Unfortunately, decent people often cower to avoid strategically-imposed shame. This allows loud unruly minorities to inflict censorship and tyranny. Eli Steele presents an illustrative article written by his father, black conservative Shelby Steele:
Eli Steele: “Before Charlie Kirk, my father spoke at countless universities and colleges, often for nominal pay, and the verbal abuse he suffered was beyond the pale. It is a sign of how much our culture declined, from screaming to the bullet.”
Excerpt: The Loneliness of the “Black Conservative”
by Shelby Steele
“I realized that I was a black conservative when I found myself standing on stages being shamed in public. I had written a book that said, among many other things, that black American leaders were practicing a politics that drew the group into a victim-focused racial identity that, in turn, stifled black advancement more than racism itself did. For reasons that I will discuss shortly, this was heresy in many quarters. And, as I traveled around from one little Puritan village (read “university”) to another, a common scene would unfold.

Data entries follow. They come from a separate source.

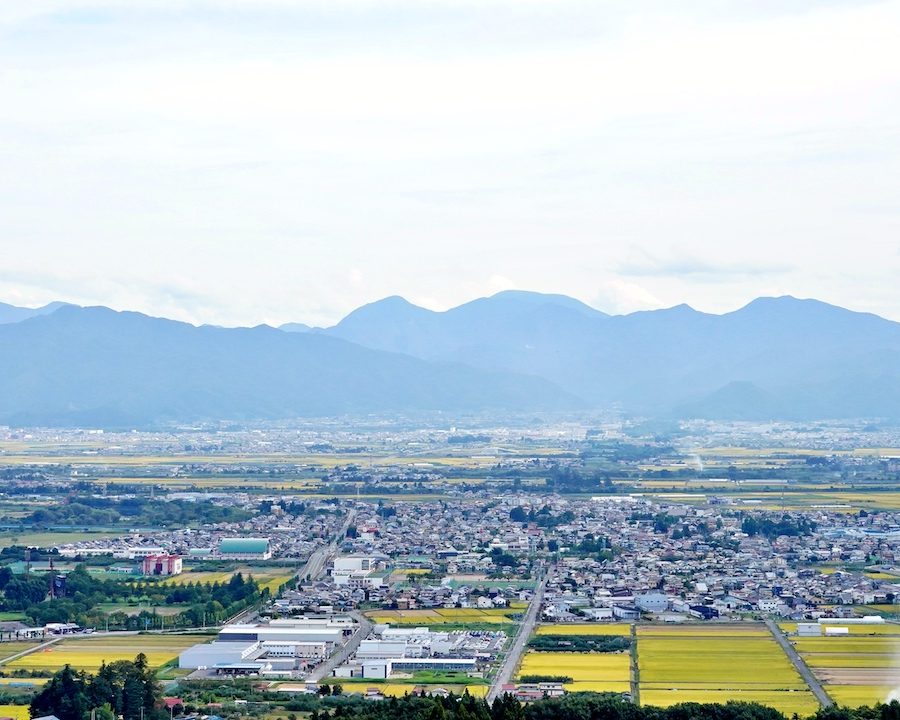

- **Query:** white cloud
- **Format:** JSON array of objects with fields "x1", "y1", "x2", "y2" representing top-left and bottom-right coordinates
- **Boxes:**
[{"x1": 0, "y1": 0, "x2": 900, "y2": 323}]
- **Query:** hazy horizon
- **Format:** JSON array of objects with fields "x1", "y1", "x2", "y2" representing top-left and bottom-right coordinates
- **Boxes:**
[
  {"x1": 0, "y1": 0, "x2": 900, "y2": 325},
  {"x1": 7, "y1": 289, "x2": 900, "y2": 329}
]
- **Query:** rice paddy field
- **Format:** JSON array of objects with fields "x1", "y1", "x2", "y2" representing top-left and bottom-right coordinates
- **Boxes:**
[
  {"x1": 0, "y1": 642, "x2": 39, "y2": 661},
  {"x1": 791, "y1": 624, "x2": 900, "y2": 707},
  {"x1": 778, "y1": 624, "x2": 900, "y2": 641},
  {"x1": 535, "y1": 623, "x2": 631, "y2": 637},
  {"x1": 366, "y1": 608, "x2": 522, "y2": 625},
  {"x1": 4, "y1": 635, "x2": 211, "y2": 672},
  {"x1": 161, "y1": 566, "x2": 293, "y2": 594},
  {"x1": 637, "y1": 625, "x2": 818, "y2": 715},
  {"x1": 0, "y1": 530, "x2": 126, "y2": 548},
  {"x1": 0, "y1": 705, "x2": 31, "y2": 720},
  {"x1": 518, "y1": 650, "x2": 631, "y2": 693}
]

“Whenever my talk was finished, though sometimes before, a virtual militia of angry black students would rush to the microphones and begin to scream. At first I thought of them as Mau Maus but decided this was unfair to the real Mau Maus, who, though ruthless terrorists, had helped bring independence to Kenya in the 1950s. My confronters were not freedom fighters; they were Carrie Nation-like enforcers, racial bluenoses who lived in terror of certain words. Repression was their game, not liberation, and they said as much. “You can’t say that in front of the white man.” “Your words will be used against us.” “Why did you write this book?” “You should only print that in a black magazine.” Their outrage brought to light an ironic and unnoticed transformation in the nature of black American anger from the sixties to the nineties: a shift in focus from protest to suppression, from blowing the lid off to tightening it down. And, short of terrorism, shame is the best instrument of repression.
“Of course, most black students did not behave in this way. But the very decency of the majority, black and white, often made the shaming of the minority more effective. So I learned what it was like to stand before a crowd in which a coterie of one’s enemies had the license to shame, while a mixture of decorum and fear silenced the decent people who might have come to one’s aid. I was as vulnerable to the decency as to the shaming since together they amounted to shame. And it is never fun to be called “an opportunist,” “a house slave,” and so on while university presidents sit in the front row and avert their eyes. But this really is the point: The goal of shaming was never to win an argument with me; it was to make a display of shame that would make others afraid for themselves, that would cause eyes to avert. I was more the vehicle than the object, and what I did was almost irrelevant. Shame’s victory was in the averted eyes, the covering of decency.”